Hogan also spoke of a woman who is a teacher in Kenya and who had become very discouraged and wanted to quit. She believed another career would be more fulfilling.
But then she met with Mwaya Wa Kitavi, the East and Southern Africa regional leader for CRWM, who was able to speak to her about the significance of remaining a teacher and of how there is "not one square inch in the world that does not belong to God."
She stayed teaching.
Then there was a woman in Mexico who had a "history of messy relationships, and was always at odds with her family." She attended a two-day seminar put on by CRWM missionaries and, said Hogan, experienced "deep changes and transformation. Instead of bringing grief and pain into her home, she is now bringing happiness and laughter."
Looking ahead
Taking a broad view of the night’s celebration, Hogan said: “As we celebrate 125 years as a CRC denominational agency, we must remember those who went before.”
"In doing this, we see that our history reflects the ongoing changes in our agency, denomination and world.”

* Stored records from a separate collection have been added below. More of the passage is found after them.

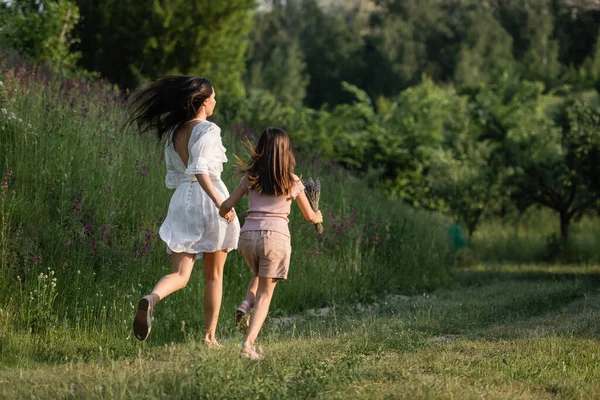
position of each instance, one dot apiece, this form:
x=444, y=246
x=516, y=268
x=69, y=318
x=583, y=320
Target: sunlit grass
x=502, y=335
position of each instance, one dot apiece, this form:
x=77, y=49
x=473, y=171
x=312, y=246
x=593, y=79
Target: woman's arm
x=207, y=185
x=233, y=199
x=311, y=216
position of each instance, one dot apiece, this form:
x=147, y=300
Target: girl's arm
x=311, y=216
x=233, y=199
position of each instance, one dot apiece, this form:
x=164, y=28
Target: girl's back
x=268, y=212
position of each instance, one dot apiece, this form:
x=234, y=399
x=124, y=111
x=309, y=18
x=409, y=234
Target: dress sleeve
x=172, y=179
x=245, y=183
x=201, y=147
x=297, y=188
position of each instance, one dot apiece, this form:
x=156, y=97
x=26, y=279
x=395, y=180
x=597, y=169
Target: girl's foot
x=250, y=352
x=240, y=320
x=142, y=324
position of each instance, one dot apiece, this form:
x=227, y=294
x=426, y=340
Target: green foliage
x=485, y=51
x=86, y=198
x=275, y=57
x=128, y=41
x=42, y=30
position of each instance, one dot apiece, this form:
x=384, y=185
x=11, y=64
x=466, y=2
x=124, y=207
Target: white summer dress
x=193, y=224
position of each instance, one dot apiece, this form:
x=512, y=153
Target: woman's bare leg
x=213, y=276
x=182, y=265
x=264, y=294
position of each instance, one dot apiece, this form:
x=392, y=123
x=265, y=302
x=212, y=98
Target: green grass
x=501, y=333
x=81, y=212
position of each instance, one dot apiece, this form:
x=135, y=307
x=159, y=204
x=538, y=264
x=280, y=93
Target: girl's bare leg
x=264, y=294
x=251, y=292
x=213, y=276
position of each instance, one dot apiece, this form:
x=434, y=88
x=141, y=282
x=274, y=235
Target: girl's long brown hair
x=165, y=105
x=270, y=169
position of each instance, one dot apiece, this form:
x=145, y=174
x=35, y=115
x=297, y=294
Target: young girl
x=176, y=107
x=271, y=185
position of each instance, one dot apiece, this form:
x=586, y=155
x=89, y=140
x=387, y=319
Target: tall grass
x=81, y=212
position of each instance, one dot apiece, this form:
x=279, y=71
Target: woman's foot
x=142, y=324
x=250, y=352
x=240, y=320
x=215, y=344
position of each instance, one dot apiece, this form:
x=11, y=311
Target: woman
x=177, y=108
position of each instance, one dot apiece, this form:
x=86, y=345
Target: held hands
x=229, y=215
x=318, y=218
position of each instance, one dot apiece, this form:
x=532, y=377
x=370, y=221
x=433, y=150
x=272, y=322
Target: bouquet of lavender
x=312, y=188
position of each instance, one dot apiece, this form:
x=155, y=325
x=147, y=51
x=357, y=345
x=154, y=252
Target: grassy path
x=500, y=334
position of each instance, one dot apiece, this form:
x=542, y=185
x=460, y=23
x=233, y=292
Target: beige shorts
x=267, y=253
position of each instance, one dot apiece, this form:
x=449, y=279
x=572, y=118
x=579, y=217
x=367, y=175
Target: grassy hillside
x=82, y=201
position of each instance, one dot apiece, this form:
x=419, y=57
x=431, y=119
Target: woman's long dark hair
x=168, y=103
x=270, y=169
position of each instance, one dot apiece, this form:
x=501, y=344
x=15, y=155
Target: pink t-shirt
x=270, y=213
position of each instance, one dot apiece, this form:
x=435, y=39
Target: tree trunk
x=565, y=221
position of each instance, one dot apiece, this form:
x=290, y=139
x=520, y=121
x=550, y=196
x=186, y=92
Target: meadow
x=510, y=332
x=82, y=199
x=374, y=307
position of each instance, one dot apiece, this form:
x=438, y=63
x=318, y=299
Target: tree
x=128, y=41
x=531, y=25
x=485, y=51
x=415, y=124
x=462, y=173
x=275, y=59
x=41, y=30
x=546, y=160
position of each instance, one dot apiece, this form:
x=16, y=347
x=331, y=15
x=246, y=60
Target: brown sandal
x=142, y=324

Looking ahead, he said, CRWM finds that the context for doing missions has gone through, and is undergoing, monumental changes. In 1980, for example, the majority of Christians in the world were living in Europe and North America.
But now the majority of Christians are living elsewhere in the world. Several countries are, in fact, now sending their own missionaries to Europe and North America.
"CRWM has worked hard, especially in the last decade, to change and adapt to these new realities. We have been able to partner with spirited churches around the world. The impact of God is being felt, lives are being changed, and we praise God for it all,” said Hogan.